Уитмор Эдвард Иерихонская мозаика глава 19

ЧЕТЫРЕ

Операция «Стайер» после Шестидневной войны вошла в полосу затишья. Сам Стайер был вымотан непрерывной, днями и ночами, работой на протяжении нескольких лет подряд. И группа поддержки, по цепочке передававшая секретные документы из Сирии в Израиль, также устала до предела.
Таяр поздравил всех отличившихся и отправил большинство агентов в длительные отпуска, оставив на крайний случай лишь нескольких связных. Стайеру было велено отойти от дел военных и заняться делами гражданскими; действовать как законопослушный сирийский бизнесмен.
Таяр без труда убедил генерала Дрора принять это своё решение. Стайер и команда поддержки явно нуждались в отдыхе. Они были измотаны не только физически, но и эмоционально. В течение нескольких предвоенных месяцев сирийских вояк бил мандраж, а поражение в войне вызвало серьёзную политическую нестабильность сразу во многих арабских странах. Это был очень опасный момент для разведчика под прикрытием.
— В Дамаске наверняка прольётся много крови, — сказал Таяр Дрору, — вскоре следует ожидать обычную «ночь длинных ножей». Армия и спецслужбы, не признавая собственных ошибок, вцепятся друг другу в глотки и станут выискивать и карать «предателей». Предательство — вот как арабы объясняют своё поражение. Да и нет у них другого способа оправдаться перед самими собой. Это часть их привычного метода самообмана, результат склонности к абстрактному мышлению.
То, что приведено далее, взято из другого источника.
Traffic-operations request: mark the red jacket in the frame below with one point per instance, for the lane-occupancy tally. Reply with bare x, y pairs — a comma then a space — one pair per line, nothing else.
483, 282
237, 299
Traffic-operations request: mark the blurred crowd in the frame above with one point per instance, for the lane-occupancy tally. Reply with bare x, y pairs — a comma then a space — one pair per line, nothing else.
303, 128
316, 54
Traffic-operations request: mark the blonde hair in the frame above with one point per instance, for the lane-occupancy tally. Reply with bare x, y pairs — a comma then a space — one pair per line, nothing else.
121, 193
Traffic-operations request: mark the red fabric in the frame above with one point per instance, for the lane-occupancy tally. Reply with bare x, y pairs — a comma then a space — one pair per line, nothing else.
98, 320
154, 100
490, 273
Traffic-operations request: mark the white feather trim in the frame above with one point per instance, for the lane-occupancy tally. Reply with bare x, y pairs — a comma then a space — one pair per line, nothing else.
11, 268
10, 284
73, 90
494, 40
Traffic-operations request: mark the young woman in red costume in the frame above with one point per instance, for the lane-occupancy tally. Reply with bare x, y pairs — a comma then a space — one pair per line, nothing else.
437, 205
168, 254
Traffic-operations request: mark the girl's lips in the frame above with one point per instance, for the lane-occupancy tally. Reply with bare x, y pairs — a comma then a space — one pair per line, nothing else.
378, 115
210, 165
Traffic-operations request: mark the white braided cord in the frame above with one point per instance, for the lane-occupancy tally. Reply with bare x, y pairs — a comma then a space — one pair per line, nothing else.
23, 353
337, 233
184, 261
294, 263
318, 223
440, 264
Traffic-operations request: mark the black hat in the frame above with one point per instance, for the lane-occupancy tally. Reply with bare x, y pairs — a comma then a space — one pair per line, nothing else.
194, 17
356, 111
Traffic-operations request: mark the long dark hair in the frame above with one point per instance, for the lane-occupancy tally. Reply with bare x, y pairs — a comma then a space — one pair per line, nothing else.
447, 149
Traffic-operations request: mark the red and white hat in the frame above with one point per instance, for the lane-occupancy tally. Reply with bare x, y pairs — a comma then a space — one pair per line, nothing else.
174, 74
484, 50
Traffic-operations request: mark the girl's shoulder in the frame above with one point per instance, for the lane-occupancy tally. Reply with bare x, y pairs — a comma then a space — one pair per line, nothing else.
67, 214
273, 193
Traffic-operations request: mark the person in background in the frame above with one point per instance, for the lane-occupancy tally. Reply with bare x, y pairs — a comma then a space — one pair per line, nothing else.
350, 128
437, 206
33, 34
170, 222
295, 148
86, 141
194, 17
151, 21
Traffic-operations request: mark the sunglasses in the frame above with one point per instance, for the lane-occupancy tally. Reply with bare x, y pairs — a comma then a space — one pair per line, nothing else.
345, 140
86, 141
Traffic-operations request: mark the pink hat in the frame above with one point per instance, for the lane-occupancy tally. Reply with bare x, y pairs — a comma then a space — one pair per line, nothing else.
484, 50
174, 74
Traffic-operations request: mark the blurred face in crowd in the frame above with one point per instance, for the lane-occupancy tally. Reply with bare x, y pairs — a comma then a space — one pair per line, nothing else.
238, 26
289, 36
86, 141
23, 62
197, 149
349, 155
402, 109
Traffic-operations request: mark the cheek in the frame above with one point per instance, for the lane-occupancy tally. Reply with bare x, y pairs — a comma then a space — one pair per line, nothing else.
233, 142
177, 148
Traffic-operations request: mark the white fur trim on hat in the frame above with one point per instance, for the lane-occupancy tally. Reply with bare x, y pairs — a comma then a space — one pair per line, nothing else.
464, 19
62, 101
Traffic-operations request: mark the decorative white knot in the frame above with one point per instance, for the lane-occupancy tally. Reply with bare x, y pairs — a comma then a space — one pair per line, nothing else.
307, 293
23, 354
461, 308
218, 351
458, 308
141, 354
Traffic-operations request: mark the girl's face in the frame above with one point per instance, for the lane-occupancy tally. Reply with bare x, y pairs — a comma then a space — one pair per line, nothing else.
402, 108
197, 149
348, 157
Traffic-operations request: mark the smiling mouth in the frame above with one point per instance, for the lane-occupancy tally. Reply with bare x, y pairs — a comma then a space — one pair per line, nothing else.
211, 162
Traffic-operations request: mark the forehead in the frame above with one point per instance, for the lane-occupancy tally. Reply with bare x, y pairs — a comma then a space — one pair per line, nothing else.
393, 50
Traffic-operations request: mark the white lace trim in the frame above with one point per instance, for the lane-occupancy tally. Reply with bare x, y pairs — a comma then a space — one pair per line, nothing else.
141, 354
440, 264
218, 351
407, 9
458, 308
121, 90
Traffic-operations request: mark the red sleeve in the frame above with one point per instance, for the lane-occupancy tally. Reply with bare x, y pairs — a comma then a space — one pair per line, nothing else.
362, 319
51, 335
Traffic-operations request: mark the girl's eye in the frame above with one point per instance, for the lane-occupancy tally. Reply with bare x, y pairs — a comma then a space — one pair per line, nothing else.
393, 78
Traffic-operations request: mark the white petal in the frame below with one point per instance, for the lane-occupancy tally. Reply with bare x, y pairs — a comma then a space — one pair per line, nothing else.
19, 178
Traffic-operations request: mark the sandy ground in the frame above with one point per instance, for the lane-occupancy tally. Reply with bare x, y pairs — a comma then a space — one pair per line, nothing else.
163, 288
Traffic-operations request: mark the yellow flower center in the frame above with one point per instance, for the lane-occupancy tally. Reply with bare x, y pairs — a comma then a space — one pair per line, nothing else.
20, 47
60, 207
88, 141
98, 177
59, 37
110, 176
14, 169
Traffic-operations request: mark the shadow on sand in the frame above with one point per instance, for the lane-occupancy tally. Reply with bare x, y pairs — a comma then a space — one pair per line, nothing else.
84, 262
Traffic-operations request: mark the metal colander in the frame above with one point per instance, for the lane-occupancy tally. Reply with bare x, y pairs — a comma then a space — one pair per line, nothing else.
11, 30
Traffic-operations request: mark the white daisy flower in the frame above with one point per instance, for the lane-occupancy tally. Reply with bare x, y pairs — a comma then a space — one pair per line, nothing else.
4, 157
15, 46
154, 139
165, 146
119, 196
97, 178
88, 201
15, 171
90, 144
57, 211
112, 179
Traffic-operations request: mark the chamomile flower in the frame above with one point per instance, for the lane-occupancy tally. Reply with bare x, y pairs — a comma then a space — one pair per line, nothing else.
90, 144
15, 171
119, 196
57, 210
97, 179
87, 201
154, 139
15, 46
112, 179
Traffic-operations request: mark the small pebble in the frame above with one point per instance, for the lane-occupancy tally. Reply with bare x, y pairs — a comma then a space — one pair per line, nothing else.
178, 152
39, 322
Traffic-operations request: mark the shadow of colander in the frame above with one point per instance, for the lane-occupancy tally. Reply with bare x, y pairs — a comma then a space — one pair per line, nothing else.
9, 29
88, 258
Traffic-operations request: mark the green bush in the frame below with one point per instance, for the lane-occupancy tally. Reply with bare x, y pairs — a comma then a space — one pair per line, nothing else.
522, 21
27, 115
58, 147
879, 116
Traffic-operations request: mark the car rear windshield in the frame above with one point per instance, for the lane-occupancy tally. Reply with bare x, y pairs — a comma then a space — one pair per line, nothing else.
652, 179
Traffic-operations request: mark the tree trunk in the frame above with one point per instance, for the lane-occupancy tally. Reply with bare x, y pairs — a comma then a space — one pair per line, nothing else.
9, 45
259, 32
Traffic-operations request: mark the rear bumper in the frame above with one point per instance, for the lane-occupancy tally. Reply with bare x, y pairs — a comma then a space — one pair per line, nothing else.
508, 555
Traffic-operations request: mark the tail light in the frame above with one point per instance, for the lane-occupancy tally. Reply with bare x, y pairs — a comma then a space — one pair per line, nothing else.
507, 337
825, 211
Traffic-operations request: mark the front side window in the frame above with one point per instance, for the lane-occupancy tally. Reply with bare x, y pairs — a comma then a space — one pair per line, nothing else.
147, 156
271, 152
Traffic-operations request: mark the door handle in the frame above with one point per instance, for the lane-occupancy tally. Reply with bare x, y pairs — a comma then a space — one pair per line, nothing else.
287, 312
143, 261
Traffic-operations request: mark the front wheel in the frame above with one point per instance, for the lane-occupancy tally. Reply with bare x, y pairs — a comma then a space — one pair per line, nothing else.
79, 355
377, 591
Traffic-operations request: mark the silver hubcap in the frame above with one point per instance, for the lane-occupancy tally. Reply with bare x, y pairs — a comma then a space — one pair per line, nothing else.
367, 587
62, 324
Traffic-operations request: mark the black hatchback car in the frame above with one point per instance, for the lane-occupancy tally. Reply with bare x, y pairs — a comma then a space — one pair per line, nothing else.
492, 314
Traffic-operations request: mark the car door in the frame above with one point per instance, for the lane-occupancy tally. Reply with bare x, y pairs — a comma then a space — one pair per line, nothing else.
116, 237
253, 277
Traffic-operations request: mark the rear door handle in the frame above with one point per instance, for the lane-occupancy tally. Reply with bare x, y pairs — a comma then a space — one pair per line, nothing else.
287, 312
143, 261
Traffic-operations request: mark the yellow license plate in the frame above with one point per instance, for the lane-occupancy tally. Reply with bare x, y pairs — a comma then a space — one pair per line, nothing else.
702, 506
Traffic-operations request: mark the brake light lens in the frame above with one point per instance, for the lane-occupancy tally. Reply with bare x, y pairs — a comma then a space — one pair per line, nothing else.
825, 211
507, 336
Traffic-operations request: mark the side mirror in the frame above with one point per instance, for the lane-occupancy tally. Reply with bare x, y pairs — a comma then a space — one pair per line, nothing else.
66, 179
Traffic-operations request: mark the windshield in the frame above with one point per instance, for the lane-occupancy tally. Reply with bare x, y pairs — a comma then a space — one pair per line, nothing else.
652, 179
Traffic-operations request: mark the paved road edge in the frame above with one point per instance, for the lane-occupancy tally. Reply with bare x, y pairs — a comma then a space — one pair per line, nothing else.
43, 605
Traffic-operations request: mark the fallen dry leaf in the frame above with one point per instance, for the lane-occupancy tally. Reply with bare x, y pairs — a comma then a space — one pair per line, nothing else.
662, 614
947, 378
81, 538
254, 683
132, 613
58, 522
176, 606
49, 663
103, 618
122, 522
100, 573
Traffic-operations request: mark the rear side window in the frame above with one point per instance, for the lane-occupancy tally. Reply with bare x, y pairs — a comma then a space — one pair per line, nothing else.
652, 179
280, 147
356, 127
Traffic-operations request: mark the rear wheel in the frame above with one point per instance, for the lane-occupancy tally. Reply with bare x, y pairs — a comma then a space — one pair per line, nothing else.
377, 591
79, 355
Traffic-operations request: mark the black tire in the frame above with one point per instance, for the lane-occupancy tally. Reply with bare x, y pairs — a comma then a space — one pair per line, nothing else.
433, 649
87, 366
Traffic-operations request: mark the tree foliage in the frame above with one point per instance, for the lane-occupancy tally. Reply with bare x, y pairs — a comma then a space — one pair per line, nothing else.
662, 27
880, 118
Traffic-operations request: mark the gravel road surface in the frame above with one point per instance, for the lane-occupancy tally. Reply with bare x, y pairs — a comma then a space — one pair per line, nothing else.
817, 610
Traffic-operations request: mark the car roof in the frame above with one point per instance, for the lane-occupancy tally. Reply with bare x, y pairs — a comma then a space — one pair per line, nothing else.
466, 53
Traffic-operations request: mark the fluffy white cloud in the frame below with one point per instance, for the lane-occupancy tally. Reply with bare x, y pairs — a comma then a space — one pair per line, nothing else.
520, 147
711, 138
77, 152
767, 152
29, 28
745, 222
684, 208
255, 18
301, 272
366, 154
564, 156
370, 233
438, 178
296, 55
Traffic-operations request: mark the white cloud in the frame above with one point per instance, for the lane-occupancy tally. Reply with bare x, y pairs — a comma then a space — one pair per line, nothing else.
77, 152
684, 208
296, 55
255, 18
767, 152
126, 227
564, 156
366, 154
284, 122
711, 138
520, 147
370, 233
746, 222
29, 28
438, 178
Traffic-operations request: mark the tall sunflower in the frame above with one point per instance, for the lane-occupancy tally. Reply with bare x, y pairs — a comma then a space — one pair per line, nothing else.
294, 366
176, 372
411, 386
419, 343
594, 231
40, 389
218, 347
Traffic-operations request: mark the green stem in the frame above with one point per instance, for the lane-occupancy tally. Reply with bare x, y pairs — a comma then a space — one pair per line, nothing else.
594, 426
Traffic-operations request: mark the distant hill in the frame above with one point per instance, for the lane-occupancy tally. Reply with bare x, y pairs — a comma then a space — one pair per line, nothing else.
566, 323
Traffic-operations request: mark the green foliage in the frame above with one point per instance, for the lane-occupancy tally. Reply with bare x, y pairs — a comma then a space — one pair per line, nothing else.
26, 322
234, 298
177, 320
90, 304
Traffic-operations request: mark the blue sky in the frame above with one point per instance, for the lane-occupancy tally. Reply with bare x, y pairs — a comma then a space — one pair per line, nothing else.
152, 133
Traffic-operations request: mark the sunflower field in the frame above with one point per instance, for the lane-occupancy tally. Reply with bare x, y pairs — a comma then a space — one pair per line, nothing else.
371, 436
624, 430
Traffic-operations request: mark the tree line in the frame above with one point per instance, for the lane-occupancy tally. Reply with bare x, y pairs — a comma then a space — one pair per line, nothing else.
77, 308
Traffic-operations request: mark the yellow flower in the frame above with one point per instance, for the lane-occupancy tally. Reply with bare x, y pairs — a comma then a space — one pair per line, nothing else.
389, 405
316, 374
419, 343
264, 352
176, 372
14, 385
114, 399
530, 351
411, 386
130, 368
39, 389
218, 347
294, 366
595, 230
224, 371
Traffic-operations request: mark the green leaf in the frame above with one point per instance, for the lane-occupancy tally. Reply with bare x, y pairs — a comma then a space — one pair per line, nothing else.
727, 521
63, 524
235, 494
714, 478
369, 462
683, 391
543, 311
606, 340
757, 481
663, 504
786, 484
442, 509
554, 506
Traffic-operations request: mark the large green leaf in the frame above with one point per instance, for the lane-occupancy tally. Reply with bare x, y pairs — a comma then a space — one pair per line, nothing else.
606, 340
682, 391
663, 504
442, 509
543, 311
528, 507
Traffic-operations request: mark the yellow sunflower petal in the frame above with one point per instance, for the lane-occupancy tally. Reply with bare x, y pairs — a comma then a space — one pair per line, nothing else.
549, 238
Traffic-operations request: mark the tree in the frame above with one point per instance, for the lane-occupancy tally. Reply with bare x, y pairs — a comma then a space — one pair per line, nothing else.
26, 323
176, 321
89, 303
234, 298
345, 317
Дрор улыбнулся и дал согласие на заморозку операции «Стайер».
Генерал восхищался успехом Таяра. Но, как прагматик, Дрор и самого Таяра находил весьма склонным к абстракциям. Операция «Стайер»  длилась уже дюжину лет, а Дрор не был уверен, что действительно знает какова конечная цель. Конечно, Таяр исправно докладывал ему о конкретных целях каждого этапа операции. Но Дрор всё равно чувствовал себя неуютно, как будто он был молодым лейтенантом, а Таяр — его проводником по пустыне. Проводник вёл начальника от холма к холму, но куда? оставалось загадкой. Более того, Дрор не мог идти с проводником плечом к плечу. Как и любой хороший следопыт, Таяр постоянно шёл впереди.
— Как вы думаете, почему арабы так склонны к абстракциям? — Спросил Дрор.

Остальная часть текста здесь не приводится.